InjectedScript.CallFrameProxy = function(ordinal, callFrame, asyncOrdinal) {
  this.callFrameId = {
    ordinal: ordinal,
    injectedScriptId: injectedScriptId,
    asyncOrdinal: asyncOrdinal
  };

  this.location = {
    scriptId: callFrame.sourceID,
    lineNumber: callFrame.line,
    columnNumber: callFrame.column,
  };

  this.scopeChain = this._wrapScopeChain(callFrame);

  this.this = injectedScript._wrapObject(callFrame.thisObject, "backtrace");

  if (callFrame.isAtReturn) {
    this.returnValue = injectedScript._wrapObject(callFrame.returnValue, "backtrace");
  }
}

5. wrapObject

Did you see all of the _wrapX calls above? Well this is what it basically looks like. Don’t be afraid, RemoteObjects is actually a really fundamental piece of DevTools. Remember how we had RemoteObjects on the frontend side, it turns out that they have a 1:1 sibling on the backend as well.

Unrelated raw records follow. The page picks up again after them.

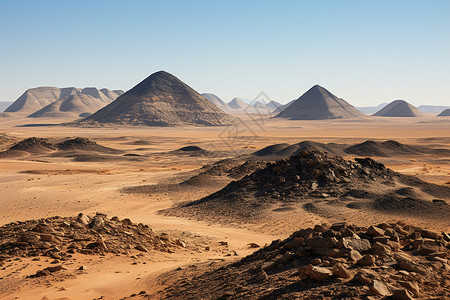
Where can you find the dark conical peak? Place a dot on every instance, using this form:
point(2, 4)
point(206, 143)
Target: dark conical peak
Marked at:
point(317, 89)
point(159, 81)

_wrapObject = function(object, forceValueType, generatePreview) {
  return new InjectedScript.RemoteObject(object, forceValueType, generatePreview);
},

6. RemoteObject

RemoteObject takes an object and serializes. Almost every object shown in chrome devtools has been serialized by RemoteObject and all of it’s data shipped up the inspector. When you look at the constructor, you’ll see a bunch of things you might expect (type, value, preview).

One feature, which is still experimental, but should be totally awesome is the custom previewer. The feature is still experimental, but hopefully someday it’ll be easy to register custom formatter for your favorite application and framework objects. These previews will help make the objects prettier in the console and source panel.

RemoteObject = function(object, forceValueType, generatePreview) {
  this.type = typeof object;

  if (isPrimitiveValue(object) || forceValueType)
  this.value = object;

  var subtype = injectedScript._subtype(object);
  if (subtype) this.subtype = subtype;

  var className = internalConstructorName(object);
  this.className = className;

  this.description = _describe(object);

  if (generatePreview) this.preview = this._generatePreview(object);

  if (_customObjectFormatterEnabled) this.customPreview = this._customPreview(object);
}

Closing Thoughts

I hope you enjoyed diving into chrome DevTools. The people who work on DevTools have done a great job at making the project as accessible as possible. I’ll try and put together a couple more deep dives going forward, I’ve just begun exploring the project the past couple months, but already I’ve learned so much.